About Germany


Germany is a country in west-central Europe, that stretches from the Alps, across the North European Plain to the North Sea and the Baltic Sea. Germany has the second largest population in Europe (after the European part of Russia) and is seventh largest in area.

Elevation ranges from the mountains of the Alps in the south to the shores of the North Sea (Nordsee) in the northwest and the Baltic Sea (Ostsee) in the northeast. Between lie the forested uplands of central Germany and the low-lying lands of northern Germany traversed by some of Europe’s major rivers such as the Rhine, Danube and Elbe.

Germany shares borders with nine European countries: Denmark in the north, Poland and the Czech Republic in the east, Switzerland and Austria in the south, France in the southwest and Belgium, Luxembourg and the Netherlands in the east.


Germany’s climate is moderate and has generally no longer periods of cold or hot weather. Northwestern and coastal Germany have a maritime influenced climate which is characterized by warm summers and mild cloudy winters. Most areas on the country’s North Sea coast have midwinter temperatures about 1.5°C or even higher.

Farther inland, the climate is continental, marked by greater seasonal variations in temperature, with warmer summers and colder winters. Temperature extremes between night and day and summer and winter are considerably less in the north than in the south


According to the first census since reunification, Germany’s population was 82,790,700 (31 September 2017), making it the sixteenth-most populous country in the world and the most populous in the European Union.
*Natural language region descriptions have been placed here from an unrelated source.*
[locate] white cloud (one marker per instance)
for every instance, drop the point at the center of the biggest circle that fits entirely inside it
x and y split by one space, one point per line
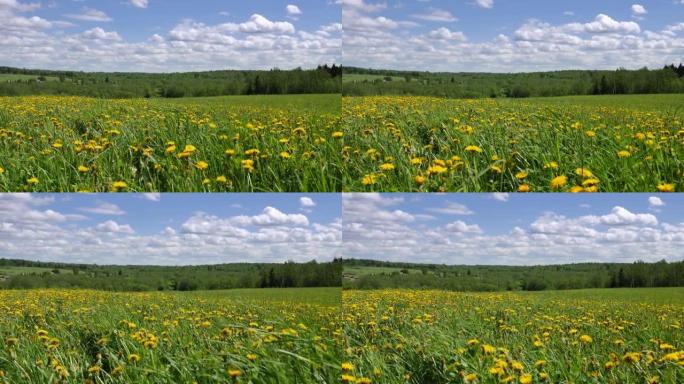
98 33
151 196
485 3
461 227
451 208
293 10
619 235
606 24
255 43
111 226
29 229
445 34
378 40
436 15
306 202
260 24
140 3
105 209
655 202
638 10
90 14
The total fertility rate was rated at 1.59 in 2016[6] (the highest value since 1972) and in 2011, was even estimated at 1.6 after accounting for the fact that older women contribute more to the number of births than in previous statistic models, and total fertility rates increased in younger generations In 2008, fertility was related to educational achievement (women with lower levels of education were having more children than women who had completed higher education). In 2011, this was no longer true for Eastern Germany where higher educated women now had a somewhat higher fertility rate compared to the rest of the population.

Food and Drink

There is no better way for you to explore Germany and its regions than eating German food and drinking German beers and wines. Something special is available for every occasion and palate – from authentic locally sourced fresh food to high-end Michelin-star cuisine. Traditional German cooking varies in menus and style from one city and region to the next and is great value for money. Its diversity is a result of Germany’s history and colorful landscapes, each region having its own traditional food restaurants and delicious homegrown recipes.

Background numbers open windows of gastronomic taste, opportunity and excitement for you – 13 wine regions, 1,350 breweries and 6,000 beers, 1,500 varieties of sausage, 500 types of bread, 500 great tasting mineral waters and over 290 Michelin-starred restaurants. Add to this an amazing range of eateries, restaurants and beer gardens together with thousands of regional wine, food and beer festivals where you can converse and engage with the locals. You will be spoilt for choice and you will never wish to leave!